Tuesday, September 27, 2011

DAY 292 - NO, I REGRET NOTHING!

DAY 292

Yesterday, I watched an interview with Morgan Freeman.  He is a truly wonderful actor and I've always admired his work.  The interviewer asked him a very thought-provoking question.  He summoned him to project himself on his deathbed and asked him if he would have any regrets.  Morgan Freeman answered that his life was not over yet and so that he could not foresee how he would feel at that particular moment.

It made me think of my own life and how I would want to feel on my deathbed.

Life is short. I know that.  Yet, fighting with a fellow-driver on a corner street, getting into an argument with my daughter about what she’s going to wear to school, getting into a heavy discussion with someone who has a different belief than mine, worrying about yesterday, today and tomorrow are all things I regularly do.  But what purpose?

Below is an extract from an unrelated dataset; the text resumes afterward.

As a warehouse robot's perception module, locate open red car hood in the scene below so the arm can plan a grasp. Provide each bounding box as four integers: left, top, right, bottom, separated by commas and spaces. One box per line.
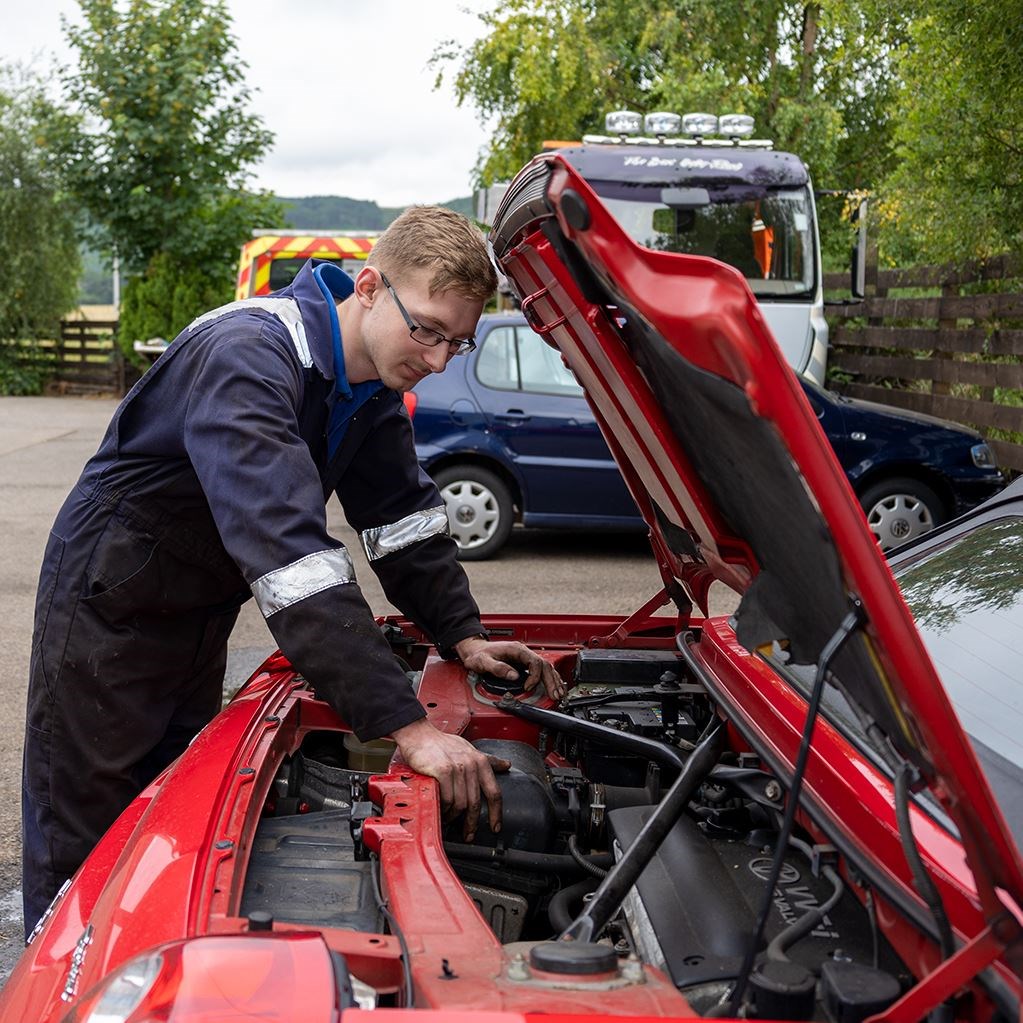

If life is so short, why not spend it being happy, kind, generous, and in harmony with others. Why make room for negative feelings and thoughts?  They'll have no impact on the result of your life (we will all die eventually no matter what).  They’ll only have an impact on your journey.

One of my colleagues stayed in a fight with her brother for 4 years. They made up, but so much time and energy was wasted fueling the fire of anger.  In the end, there was no winner, only lost time!

I've made decisions in my life that made sense at the time but maybe don't make sense anymore.  I don't think it's possible to go through life without taking some wrong turns.  But whatever decisions I’ve made, I stand by.  I know they were based on how I felt at that particular moment.  I understand that no decision is made in vain and that I've learned from all my mistakes.  But what about now?  And what about the future?

I don't want to have any regrets. So, in order to fully experience life and be proud of my accomplishments, I need to make sure I make appropriate choices in regards to my social and professional involvements as well as my relationships.

I know it's impossible to live a life of only meaningful and positive experiences; there are many unpredictable and unexpected situations that occur in everyone's life.  But regret doesn't come from what you undergo in terms of life circumstances, it comes from the decisions you make despite your circumstances.


“I would much rather have regrets about not doing what people said, than regretting not doing what my heart led me to and wondering what life had been like if I'd just been myself.”
Brittany Renée

 “If only. Those must be the two saddest words in the world.”